Letzte Aktualisierung: 04. Januar 2018

Durch die Flüchtlingsintegrationsprojekte IdA – Integration durch Ausbildung und Arbeit der vbw – Vereinigung der Bayerischen Wirtschaft e. V. nahmen im Jahr 2017 insgesamt rund 30 Prozent der Teilnehmer eine Beschäftigung, eine Einstiegsqualifizierung, eine Ausbildung oder ein Studium auf. „Angesichts der besonderen Herausforderungen, wie zum Beispiel den mangelnden Sprachkenntnissen von Flüchtlingen, ist das ein sehr positives Ergebnis“, erklärt vbw Hauptgeschäftsführer Bertram Brossardt, der eine Jahresbilanz 2017 zog. Im Herbst 2015 hatte die vbw gemeinsam mit der Bayerischen Staatsregierung und der Regionaldirektion Bayern der Bundesagentur für Arbeit das Maßnahmenpaket IdA – Integration durch Ausbildung und Arbeit gestartet. In insgesamt zwölf Einzelprojekten haben die vbw und die bayerischen Metall- und Elektro-Arbeitgeberverbände bayme vbm fast 7 Millionen Euro investiert. Die IdA Projekte der Verbände haben dazu beigetragen, dass in Bayern bisher rund 48.000 Flüchtlinge eine Beschäftigung aufgenommen und weitere 7.100 eine Ausbildung begonnen haben.

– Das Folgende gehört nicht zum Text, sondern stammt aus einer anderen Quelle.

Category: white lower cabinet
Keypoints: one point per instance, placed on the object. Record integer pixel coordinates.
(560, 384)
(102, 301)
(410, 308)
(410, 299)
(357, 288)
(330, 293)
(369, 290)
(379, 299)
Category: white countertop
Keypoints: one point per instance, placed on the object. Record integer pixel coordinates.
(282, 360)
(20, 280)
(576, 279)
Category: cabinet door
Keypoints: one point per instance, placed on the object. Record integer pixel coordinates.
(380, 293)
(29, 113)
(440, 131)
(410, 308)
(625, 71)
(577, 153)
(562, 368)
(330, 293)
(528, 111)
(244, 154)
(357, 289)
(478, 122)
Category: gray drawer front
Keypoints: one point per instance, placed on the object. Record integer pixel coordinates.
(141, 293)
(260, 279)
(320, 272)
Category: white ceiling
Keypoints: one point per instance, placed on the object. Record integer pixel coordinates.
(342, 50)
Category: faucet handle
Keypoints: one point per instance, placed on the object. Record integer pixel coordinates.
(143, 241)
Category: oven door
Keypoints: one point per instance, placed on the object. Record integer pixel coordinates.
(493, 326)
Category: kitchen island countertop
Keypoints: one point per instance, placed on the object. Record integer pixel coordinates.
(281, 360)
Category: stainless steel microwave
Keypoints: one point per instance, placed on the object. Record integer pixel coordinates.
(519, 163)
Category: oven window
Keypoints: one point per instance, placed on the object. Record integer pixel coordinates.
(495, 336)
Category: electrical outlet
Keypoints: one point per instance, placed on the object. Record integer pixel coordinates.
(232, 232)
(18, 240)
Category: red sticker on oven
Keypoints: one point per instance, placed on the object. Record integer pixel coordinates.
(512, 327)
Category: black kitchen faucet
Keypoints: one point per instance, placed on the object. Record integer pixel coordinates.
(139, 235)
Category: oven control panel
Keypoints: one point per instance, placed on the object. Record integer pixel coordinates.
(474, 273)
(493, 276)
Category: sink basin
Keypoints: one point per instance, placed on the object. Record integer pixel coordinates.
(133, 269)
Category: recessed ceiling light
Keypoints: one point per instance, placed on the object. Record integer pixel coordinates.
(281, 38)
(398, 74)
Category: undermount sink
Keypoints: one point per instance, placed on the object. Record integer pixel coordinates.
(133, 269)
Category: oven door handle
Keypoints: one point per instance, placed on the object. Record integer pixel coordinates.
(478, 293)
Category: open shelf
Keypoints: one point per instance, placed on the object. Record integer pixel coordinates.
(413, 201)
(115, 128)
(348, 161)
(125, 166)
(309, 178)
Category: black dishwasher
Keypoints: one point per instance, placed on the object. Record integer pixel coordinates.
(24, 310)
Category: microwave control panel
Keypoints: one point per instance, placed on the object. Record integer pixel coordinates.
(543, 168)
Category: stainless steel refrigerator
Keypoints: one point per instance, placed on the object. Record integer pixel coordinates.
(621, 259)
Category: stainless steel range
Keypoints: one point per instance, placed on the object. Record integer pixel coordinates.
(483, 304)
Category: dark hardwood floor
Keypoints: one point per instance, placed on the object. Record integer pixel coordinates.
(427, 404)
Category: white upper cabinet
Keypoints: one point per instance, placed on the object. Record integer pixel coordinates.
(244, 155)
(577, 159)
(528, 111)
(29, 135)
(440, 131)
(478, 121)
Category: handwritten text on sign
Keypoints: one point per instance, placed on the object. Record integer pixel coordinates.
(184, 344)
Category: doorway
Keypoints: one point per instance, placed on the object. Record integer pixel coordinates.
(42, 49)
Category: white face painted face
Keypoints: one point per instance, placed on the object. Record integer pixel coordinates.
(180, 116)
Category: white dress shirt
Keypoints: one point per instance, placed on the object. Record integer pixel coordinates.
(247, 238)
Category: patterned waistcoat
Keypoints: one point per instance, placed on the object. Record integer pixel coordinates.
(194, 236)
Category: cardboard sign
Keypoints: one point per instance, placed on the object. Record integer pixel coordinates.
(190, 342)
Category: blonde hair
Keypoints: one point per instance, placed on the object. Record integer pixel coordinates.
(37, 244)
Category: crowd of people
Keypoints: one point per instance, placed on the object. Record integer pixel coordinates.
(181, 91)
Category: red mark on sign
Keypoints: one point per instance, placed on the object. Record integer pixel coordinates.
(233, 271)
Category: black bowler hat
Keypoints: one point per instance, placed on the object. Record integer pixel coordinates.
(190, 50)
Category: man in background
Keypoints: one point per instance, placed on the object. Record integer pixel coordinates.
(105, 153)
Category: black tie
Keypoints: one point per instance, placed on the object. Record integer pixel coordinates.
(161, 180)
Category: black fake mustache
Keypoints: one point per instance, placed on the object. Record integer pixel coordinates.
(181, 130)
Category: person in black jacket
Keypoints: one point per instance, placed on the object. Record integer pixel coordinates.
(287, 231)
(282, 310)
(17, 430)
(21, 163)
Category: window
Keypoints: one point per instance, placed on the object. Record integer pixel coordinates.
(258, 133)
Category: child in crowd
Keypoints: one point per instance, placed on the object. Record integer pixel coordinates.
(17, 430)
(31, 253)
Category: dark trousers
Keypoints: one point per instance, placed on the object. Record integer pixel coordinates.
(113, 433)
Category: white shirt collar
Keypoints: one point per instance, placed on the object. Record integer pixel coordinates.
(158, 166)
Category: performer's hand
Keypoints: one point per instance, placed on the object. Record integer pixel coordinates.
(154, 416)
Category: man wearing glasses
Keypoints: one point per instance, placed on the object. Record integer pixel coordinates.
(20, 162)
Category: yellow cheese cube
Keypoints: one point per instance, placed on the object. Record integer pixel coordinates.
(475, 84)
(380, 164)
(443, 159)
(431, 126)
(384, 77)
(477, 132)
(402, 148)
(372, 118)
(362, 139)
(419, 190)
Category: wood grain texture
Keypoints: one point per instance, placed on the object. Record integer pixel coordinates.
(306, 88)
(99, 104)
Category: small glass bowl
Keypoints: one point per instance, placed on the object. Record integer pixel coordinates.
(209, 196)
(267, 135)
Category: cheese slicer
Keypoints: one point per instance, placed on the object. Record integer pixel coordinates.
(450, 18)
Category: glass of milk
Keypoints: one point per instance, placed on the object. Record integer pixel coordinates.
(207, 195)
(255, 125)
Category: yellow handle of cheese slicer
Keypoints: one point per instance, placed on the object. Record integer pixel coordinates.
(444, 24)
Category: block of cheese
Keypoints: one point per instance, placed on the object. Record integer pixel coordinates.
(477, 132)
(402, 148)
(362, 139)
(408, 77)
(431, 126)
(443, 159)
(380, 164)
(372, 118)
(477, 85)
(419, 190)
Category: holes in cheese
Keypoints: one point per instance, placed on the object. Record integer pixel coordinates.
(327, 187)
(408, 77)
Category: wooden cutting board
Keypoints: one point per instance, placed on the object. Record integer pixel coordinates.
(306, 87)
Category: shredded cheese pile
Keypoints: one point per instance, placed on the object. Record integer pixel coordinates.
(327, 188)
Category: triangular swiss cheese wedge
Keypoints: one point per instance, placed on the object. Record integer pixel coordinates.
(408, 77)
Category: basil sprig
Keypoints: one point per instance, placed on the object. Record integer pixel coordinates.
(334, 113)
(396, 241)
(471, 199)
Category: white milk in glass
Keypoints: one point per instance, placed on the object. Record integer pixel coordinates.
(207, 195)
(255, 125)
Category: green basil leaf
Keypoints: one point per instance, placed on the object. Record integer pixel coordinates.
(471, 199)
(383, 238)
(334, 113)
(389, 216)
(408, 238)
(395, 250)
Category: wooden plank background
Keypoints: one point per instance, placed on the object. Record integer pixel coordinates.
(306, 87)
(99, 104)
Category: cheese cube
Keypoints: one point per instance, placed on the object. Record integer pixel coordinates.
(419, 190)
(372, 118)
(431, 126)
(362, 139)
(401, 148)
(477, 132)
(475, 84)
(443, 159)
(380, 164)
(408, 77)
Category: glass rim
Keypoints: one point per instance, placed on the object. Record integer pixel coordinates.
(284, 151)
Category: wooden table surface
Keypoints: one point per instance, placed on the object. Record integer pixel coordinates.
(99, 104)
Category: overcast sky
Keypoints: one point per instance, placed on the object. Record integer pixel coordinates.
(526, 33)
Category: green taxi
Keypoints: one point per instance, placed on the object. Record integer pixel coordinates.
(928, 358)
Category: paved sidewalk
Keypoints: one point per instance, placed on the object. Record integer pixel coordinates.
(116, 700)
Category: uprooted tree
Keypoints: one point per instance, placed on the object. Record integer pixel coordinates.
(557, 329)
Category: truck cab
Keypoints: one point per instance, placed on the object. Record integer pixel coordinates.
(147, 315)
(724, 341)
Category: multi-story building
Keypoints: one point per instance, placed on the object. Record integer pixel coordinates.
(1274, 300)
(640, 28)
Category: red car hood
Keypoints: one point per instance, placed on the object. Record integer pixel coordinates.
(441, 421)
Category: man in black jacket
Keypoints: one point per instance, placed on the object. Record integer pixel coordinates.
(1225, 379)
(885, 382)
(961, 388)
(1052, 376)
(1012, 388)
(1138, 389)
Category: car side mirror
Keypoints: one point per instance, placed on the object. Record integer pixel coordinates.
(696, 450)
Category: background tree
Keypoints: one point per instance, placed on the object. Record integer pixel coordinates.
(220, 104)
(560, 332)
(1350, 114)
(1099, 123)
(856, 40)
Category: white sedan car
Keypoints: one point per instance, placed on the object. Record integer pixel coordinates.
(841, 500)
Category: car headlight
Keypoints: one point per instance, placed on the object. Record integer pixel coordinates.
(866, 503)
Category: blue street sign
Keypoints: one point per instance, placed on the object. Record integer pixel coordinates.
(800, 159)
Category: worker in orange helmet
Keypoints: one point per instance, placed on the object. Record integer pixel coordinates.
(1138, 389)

Brossardt betont: „Wie die Integrationszahlen in Bayern zeigen, sind wir auf dem richtigen Weg. Die vbw wird auch im kommenden Jahr ihren Beitrag zur Flüchtlingsintegration leisten. Unsere zwei Projekte IdA 2.0 und IdA BayernTurbo 2.1 starteten im September mit 155 Teilnehmerplätzen an acht Standorten und legen neben Sprachförderung und Kompetenzfeststellungen den Schwerpunkt auf die Stabilisierung der Beschäftigung.“ Auf der IdA Plattform www.sprungbrett-intowork.de haben Unternehmen bisher über 2.250 Praktikumsangebote für Flüchtlinge eingestellt. In den IdA Lehrer- und Ausbilderworkshops werden in 32 Kursen in ganz Bayern Berufsschullehrer und Ausbilder im Umgang mit jungen Geflüchteten geschult. Die IdA Navigatoren sind die Ansprechpartner für Unternehmen, Flüchtlinge und Kooperationspartner bei allen Fragen rund um die Integration in Ausbildung und Arbeit. Durch ihren Einsatz konnten bisher 334 Flüchtlinge erfolgreich vermittelt werden.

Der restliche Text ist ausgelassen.